Empathy is at the core of any therapeutic relationship. Whether it be during a time of crisis or during a longer battle with chronic illness. Your providers, albeit overly-exhausted and emotionally drained, will always find empathy at the root of their professional calling. As nurses and doctors, we rushed to NY during the epi-center of the COVID-19 crisis, leaving behind family and loved ones as well as our patients at home to help the most critical. However, this call to action also puts us at greater risk physically, emotionally and financially.
Will I return to my family and friends? Will my patients be okay back home? When will I get COVID-19? Does this mask have holes in it? How long have I been wearing this gown? Will I have a job to come back to when I return?
These are all questions your providers anguish despite their decisions to help the most critical. These questions also lead to further burnout with too few mental health resources on hand.

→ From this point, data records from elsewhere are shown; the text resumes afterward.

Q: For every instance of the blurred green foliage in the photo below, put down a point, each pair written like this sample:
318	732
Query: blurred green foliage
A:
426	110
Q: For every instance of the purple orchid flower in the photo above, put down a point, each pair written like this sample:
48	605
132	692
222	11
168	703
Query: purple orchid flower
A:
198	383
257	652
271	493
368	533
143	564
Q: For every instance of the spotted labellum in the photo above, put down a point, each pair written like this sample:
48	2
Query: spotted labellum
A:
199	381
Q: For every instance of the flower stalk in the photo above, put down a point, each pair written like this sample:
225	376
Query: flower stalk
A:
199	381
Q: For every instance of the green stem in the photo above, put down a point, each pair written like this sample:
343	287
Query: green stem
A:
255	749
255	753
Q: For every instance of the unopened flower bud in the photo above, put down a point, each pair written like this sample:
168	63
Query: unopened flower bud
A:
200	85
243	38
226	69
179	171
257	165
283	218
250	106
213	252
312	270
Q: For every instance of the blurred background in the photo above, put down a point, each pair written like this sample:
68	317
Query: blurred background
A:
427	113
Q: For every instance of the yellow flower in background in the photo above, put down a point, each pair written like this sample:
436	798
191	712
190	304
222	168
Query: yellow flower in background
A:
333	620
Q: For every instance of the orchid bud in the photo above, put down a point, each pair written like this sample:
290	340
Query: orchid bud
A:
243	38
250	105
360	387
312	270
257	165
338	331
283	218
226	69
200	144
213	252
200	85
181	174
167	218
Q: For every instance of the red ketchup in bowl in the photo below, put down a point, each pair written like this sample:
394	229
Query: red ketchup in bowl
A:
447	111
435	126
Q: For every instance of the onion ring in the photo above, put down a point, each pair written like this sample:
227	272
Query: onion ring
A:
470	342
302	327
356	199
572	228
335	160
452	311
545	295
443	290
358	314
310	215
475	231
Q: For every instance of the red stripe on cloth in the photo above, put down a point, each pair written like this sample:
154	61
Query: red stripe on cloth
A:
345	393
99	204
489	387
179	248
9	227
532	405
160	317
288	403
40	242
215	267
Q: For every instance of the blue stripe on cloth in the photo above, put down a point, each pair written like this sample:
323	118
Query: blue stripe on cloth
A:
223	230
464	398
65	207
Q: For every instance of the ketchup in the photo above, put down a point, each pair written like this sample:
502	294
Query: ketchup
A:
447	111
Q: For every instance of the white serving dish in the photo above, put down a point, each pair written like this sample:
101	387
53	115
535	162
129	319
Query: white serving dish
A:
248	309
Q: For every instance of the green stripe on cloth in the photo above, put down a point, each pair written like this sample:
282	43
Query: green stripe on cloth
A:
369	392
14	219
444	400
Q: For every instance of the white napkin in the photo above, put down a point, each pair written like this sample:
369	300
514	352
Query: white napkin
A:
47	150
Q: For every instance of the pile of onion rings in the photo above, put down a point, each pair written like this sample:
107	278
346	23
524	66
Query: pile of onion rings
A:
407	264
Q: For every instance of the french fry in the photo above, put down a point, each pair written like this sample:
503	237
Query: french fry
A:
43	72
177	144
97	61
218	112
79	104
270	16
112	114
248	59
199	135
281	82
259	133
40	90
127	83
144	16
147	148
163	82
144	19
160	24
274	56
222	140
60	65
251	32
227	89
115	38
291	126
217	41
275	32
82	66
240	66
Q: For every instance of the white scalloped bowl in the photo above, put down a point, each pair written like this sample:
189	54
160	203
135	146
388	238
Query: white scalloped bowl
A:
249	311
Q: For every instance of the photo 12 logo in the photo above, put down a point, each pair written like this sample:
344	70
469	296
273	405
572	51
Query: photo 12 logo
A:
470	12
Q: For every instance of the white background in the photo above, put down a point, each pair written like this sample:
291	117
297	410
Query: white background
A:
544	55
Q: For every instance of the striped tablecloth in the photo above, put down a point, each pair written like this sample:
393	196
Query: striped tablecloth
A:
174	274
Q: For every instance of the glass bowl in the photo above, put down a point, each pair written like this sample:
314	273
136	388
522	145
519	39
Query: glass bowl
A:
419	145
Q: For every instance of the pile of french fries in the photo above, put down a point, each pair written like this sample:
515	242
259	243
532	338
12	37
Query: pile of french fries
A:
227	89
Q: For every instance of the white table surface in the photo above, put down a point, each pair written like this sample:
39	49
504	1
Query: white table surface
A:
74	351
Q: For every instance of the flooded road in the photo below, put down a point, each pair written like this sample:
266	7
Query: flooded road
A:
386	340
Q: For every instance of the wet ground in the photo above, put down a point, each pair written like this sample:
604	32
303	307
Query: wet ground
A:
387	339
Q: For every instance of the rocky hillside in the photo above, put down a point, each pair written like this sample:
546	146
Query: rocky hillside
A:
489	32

Does burnout and PTSD affect my doctor?
Absolutely, definitely, yes! As Still’s disease patients, we rely on our rheumatologists.
Rheumatologists are generally tasked with treating some of the most complex, rare and chronic illnesses, like Still’s disease. In fact, Still’s disease is one of the most complex diseases to diagnose and manage. Rheumatologists are often required to see patients every 10-15 minutes on a normal day, not accounting for critical-ill patients during a pandemic.
Burnout is rather high among complex specialty care, like rheumatology, before the pandemic, and it is not hard to see why. Employers and insurers require reimbursement structures like fee for service which incentivizes providers for seeing more patients (volume), and performing more expensive testing. Rheumatologists carry the heavy burden of being Dr. House’s all while being entrepreneurs and managing the infusion centers at their sites (which often lose money). They are also drained by navigating the never-ending story of procuring biologics and doing battle with your insurance company, completing a peer to peer to authorize your treatments. The peer on the other line of the insurer, may be a moon-lighting gynecologist taking shifts at a hospital, who just placed a COVID-19 patient on a vent. You think we are joking, but sadly we are not.
Rheumatologists often play the role of gatekeepers as an internist, immunologist, dermatologist, cardiologist, pulmonologist, allergist and hematologist/oncologist due to the complexity or rare systemic diseases like Still’s disease. Our complex and fragmented healthcare system requires specialists like rheumatologists to become your PCP, the quarterback of your care team, and your insurance liaison. This excess clinical responsibility balanced with billing and employment pressures can lead to burnout and your rheumatologist to spook at the complexity of your diagnosis. Furthermore, balancing the fragility of empathy, compassion and dedication for their patients while feeling the noose tighten around their necks by employers, leads to severe mental health determinants within the healthcare profession.
Will the COVID-19 pandemic expose further individual and systemic holes in our healthcare system, much like James Reason’s, Swiss Cheese Model? It already has! The patient community needs to realize provider burnout and mental fatigue increases patient safety events. Will healthcare providers receive further mental health and crisis support because of a pandemic? We do not know. The one resolute visceral response of the pandemic is, we need to do better for our healthcare heroes!
You might ask, what is the best way to thank your healthcare heroes? Ask them, how are YOU doing?